Pfaff issued the following statement on her agenda for 2019:
“When I received my committee assignments for the 2019 and 2020 sessions, I was pleased to have been chosen by leadership to serve on the House Education Committee. I look forward to bringing the experiences I have gained over more than 25 years in the classroom toward enacting common sense changes to our educational system.
“It has been my belief that our public school system has taken a back seat in recent years to the state’s overeager embrace of the education-for-profit industry by continually upgrading support for vouchers and private schools, often at the expense of public schools. While the amount of funding for education might have been increased, the piece of that pie that goes to public education has remained static as more and more money goes to continued experimentation with charters and vouchers.
“I have seen how these philosophies have affected the ability of teachers to perform a job they love. It’s why so many people are leaving the profession or choosing to go elsewhere to ply their trade. Not only is teacher pay miserable, but the reforms sought by legislators often focus on such things as tax credits, making it easier for teachers to purchase supplies for their students. That’s something teachers shouldn’t have to be doing in the first place. Those things should be purchased by school corporations, except the state support isn’t there.

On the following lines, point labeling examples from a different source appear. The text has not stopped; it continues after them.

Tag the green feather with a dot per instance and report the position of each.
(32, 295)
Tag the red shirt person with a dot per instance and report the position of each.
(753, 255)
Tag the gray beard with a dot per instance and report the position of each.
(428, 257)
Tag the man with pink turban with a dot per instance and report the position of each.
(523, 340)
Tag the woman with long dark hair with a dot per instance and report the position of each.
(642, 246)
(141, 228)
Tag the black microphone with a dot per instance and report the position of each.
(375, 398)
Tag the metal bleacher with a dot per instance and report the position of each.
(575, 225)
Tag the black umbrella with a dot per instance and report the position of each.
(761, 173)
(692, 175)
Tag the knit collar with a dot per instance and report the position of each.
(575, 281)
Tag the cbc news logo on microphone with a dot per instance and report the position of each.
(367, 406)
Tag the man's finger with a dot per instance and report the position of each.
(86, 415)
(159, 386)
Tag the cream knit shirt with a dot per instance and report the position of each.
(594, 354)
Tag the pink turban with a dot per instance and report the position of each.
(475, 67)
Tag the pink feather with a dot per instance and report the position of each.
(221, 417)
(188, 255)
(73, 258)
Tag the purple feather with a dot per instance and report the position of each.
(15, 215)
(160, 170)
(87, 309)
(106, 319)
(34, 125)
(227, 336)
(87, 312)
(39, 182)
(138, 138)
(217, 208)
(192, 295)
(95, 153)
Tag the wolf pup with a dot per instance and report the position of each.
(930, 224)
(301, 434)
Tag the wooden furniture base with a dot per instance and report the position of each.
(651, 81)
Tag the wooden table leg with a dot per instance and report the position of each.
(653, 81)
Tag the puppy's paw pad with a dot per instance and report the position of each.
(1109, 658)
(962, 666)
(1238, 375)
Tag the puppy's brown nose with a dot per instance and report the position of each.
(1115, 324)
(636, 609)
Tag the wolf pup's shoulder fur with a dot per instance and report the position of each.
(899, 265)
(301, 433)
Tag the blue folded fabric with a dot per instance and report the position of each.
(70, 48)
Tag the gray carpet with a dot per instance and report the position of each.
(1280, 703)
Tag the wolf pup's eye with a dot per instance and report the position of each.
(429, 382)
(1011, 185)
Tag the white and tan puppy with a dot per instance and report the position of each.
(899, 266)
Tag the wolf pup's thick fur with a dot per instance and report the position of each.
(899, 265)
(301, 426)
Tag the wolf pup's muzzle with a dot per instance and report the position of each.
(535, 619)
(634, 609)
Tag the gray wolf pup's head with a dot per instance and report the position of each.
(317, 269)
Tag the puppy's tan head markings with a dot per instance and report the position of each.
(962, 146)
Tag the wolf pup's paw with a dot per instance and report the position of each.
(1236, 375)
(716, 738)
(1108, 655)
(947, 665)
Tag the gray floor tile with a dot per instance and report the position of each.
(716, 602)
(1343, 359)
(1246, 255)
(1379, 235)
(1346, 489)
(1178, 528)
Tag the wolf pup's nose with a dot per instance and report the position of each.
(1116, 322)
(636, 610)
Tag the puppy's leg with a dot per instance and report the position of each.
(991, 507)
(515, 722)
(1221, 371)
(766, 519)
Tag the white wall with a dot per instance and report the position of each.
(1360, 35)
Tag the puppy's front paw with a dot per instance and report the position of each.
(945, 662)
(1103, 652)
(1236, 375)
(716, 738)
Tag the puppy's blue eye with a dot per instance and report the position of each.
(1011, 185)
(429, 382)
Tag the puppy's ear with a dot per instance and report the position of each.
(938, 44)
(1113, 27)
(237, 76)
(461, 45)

“So yes, I will be supporting initiatives to increase teacher pay now, not study it for future consideration. The need is now.
“But there are other things I want to see happen this session.
“I am continually surprised at the fact that while schools are required to provide kindergarten for children in Indiana, the mandatory age to attend school in Indiana is 7 years old. The best solution to this problem is lowering the compulsory school age for children to 5 years of age.
“And if we are going to make that commitment toward early schooling, then it’s high time that we drastically expand our state’s pre-K program to all 92 counties in Indiana, rather than the incremental pilot program that’s in place now. In the 20 counties that have pre-K as a pilot program, the tangible benefits already have been seen. A true commitment to all children should provide for children throughout the state, not just those 20 counties.
“Finally, while it is good to see the demise of the dreaded ISTEP program on the horizon, it disturbs me to see that the test plays a role in determining the grade a school receives in determining its academic success. That means that students are being forced to take a test that means nothing, except to determine questionable measure of success that might end up penalizing a school and those same students.
“I would prefer to get rid of that blasted test – in all of its versions,” Pfaff said. “But I will pursue a proposal to make sure that the ISTEP test is not a part of a school’s accountability grade. Let us remove this infernal thing, so it will not plague us anymore.”